The other possibility is that altered pasts change the present by forcing us into new grooves of Parallel Time. When Vicki returns from 1795, Barnabas doesn’t suddenly forget Phyllis Wick. He seems to have two sets of memories at once. Yes, he recalls Wick, but now also recalls a timeline where Victoria was Sarah’s tutor. It’s no wonder that Collinwood is a nexus of alternate universes. And it’s no wonder why an ancient Leviathan altar can just kind of appear where it had never been recalled before. Or why a playroom can come and go to the consternation of a man who helped build the house, and who would have put a playroom there if he wanted one, but he didn’t, so knock it off, Gerard. In this sense, all of Collinwood is a massive Parallel Time room. Maybe the room, itself, is the heart of that… or the engine… or a someplace where the shift is so violent that anyone can see it. Other than the occasional I Ching trance in the Old House, where does most of the time travel take place? Collinwood. I don’t recall Joe going into the men’s room at the Blue Whale and mysteriously emerging in 1997 to an enormous bar tab hijacked by Willie Loomis twenty-five years prior. Nope. Starting with Vicki during the seance, these things are largely Collinwood-based. We think of the time staircase as a chaotic agent, but it may be the only stable piece of architecture in the house. Even the I Ching wands used in Barnabas’ cellar spent seven decades soaking up temporal weirdness in Quentin’s room.

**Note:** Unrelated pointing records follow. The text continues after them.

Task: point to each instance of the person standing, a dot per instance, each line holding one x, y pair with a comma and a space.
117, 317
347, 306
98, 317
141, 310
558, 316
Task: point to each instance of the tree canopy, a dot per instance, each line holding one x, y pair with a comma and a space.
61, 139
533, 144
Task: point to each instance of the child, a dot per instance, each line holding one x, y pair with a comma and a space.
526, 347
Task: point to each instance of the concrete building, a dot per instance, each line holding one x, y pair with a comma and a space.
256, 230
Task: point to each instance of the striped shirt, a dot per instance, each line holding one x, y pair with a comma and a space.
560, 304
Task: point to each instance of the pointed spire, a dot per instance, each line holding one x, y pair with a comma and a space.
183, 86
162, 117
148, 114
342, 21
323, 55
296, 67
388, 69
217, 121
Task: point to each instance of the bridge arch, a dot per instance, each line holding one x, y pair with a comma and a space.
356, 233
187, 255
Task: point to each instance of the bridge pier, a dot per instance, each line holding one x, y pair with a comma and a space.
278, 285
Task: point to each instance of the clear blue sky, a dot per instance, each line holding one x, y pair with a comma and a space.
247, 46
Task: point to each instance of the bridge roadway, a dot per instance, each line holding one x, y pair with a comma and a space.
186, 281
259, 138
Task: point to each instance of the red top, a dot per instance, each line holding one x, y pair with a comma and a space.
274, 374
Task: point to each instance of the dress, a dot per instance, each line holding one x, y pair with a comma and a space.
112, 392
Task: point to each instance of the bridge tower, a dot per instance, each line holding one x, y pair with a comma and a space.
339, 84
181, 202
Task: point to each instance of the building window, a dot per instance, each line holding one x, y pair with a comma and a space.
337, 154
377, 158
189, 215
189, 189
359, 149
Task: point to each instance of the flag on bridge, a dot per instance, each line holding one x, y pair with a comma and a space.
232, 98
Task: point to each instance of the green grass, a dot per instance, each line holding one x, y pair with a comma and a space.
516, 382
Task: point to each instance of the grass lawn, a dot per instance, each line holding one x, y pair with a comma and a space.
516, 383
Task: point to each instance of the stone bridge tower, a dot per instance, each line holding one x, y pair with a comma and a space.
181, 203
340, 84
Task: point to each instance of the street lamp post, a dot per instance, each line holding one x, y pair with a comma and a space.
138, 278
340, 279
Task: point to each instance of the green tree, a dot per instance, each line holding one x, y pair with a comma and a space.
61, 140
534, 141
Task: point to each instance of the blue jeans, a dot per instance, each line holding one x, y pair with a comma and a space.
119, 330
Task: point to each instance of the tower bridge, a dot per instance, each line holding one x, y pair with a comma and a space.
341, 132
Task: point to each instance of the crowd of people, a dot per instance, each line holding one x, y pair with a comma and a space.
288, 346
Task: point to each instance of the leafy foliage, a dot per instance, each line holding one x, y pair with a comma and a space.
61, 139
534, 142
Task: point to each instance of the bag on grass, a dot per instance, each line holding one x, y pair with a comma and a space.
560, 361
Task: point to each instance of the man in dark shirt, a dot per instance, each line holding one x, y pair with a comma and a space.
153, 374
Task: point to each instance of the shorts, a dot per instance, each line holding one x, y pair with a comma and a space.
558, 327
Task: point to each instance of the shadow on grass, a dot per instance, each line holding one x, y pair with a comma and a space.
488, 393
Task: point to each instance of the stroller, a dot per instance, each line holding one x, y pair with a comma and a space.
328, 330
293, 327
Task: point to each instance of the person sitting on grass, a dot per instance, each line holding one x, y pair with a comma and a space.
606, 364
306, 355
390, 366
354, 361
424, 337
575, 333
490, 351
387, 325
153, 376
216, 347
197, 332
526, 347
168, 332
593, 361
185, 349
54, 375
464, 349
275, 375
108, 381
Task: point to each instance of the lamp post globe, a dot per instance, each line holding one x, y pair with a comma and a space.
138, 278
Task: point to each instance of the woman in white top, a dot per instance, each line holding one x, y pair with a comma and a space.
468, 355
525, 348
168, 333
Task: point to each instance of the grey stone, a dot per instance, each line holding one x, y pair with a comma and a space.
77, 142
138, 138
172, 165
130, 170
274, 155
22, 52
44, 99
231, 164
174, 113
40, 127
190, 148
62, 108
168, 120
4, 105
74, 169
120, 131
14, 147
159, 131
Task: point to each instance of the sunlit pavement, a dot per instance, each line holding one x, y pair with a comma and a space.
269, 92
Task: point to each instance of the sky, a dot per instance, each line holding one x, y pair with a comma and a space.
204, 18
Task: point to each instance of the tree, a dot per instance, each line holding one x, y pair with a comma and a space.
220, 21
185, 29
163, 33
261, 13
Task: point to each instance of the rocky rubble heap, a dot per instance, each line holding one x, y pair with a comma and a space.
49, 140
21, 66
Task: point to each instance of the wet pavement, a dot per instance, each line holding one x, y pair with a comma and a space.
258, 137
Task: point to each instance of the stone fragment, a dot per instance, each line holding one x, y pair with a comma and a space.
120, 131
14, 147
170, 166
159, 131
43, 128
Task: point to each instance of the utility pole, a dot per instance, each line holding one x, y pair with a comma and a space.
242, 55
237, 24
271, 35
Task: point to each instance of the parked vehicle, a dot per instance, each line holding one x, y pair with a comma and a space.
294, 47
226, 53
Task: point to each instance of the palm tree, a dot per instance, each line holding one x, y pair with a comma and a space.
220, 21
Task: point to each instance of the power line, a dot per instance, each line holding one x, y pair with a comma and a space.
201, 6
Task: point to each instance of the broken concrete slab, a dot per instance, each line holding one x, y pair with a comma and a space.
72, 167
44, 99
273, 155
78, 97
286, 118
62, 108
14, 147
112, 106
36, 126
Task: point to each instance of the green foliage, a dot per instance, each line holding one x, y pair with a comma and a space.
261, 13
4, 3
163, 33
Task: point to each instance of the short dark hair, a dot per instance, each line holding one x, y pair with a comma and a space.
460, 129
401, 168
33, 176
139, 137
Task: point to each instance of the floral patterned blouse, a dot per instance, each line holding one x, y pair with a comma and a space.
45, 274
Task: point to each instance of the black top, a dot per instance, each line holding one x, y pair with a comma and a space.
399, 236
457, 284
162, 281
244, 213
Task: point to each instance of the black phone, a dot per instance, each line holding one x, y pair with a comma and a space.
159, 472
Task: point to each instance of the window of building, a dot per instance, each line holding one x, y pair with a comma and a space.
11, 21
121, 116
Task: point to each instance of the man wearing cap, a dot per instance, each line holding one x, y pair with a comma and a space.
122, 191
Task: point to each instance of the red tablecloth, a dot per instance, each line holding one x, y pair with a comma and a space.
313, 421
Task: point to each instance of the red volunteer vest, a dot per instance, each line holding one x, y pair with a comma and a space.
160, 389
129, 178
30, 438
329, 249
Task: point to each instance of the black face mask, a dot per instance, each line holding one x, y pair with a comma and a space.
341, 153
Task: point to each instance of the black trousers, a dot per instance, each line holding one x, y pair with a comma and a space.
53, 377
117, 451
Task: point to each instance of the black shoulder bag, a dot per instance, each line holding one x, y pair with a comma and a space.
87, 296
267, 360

It’s also funny when Quentin unconvincingly hides behind a curtain, like a cheating gigolo in a Playboy cartoon, and David freaks out. He’d recognize those pant cuffs anywhere! Who else would wear wool trousers and Italian half-boots with such a sense of paranormal menace? That’s reason enough to tell temporal mechanics to get a job and stop trying to distract the writers with endless loops of continuity porn. Maybe they should go to 2002 and bother Rick Berman, instead. He was used to it.
And it’s tough for David to do either the hero or villain thing. Alexander is a patently ludicrous threat, and yet David jumps and asks how high when it comes to menacing Amy. There is a great lesson in acting encoded in this. Yes, your honor, top scientists concur that David Jay is a truly creepy kid, but intimidating only if you think he’s going to pick out your neckties. However, Henesy, as always, sells it. It doesn’t matter if you’re not a primordial snake god. As long as they treat you as if you were, you might as well be a primordial snake god.
And may Haza and Oberon bless us. Every one.
This episode was broadcast Dec. 23, 1969.